Macroeconomic news was largely muted, with the RBA holding interest rates at 0.75%, and third quarter GDP growth of 1.7% in line with expectations. Looking forward into 2020 as the social and environmental impacts of once-in-a-generation bushfires continue to be felt, a further focus will become the followon economic impacts and policy response to these challenges.
It was another month of rising government bond yields and negative returns for global bond markets with the Bloomberg Barclays Global Aggregate Bond Index (NZD hedged) falling by 0.2%. Within this, there has been considerable divergence across regions and sectors, with corporate bonds and high yield markets outperforming strongly. Investor sentiment on risk assets has become more positive following progress on US- China trade talks and the outcome of the UK election, contributing to significant reductions in risk premiums. As an example, the Bloomberg Barclays US Corporate High Yield Index returned 2% for the month, and is up an astonishing 14.3% for 2019. The yield on this index has fallen from 8.0% to 5.1% over the year, with its premium to government bonds narrowing to just 3.4%. For context, this index is comprised of ‘junk’ bonds which lack investment grade credit ratings and have much higher risk of default versus government bonds. In New Zealand there has been a sharper rise in government bond yields which has had more of an impact on local bond markets. The S&P NZX Government Bond Index fell by 1.9% for the month and is now down 2.9% over the last 3 months. Aside from the improving global outlook there has also been a significant shift in domestic conditions, with improving business and consumer confidence, a rebound in residential property markets, continued low unemployment, and announcements of increased government spending.

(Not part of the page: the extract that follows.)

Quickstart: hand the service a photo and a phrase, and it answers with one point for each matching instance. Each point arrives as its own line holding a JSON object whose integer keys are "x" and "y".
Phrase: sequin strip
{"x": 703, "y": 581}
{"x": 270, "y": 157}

December also saw the final release of the RBNZ’s bank capital review. As expected, the banking sector is going to be required to hold significantly more capital, albeit there has been some give versus the initial proposal in terms of a longer implementation timeframe and on types of capital that will qualify. That said, the requirements are still onerous by international standards, reflecting the size of the NZ economy and concentration within the banking sector.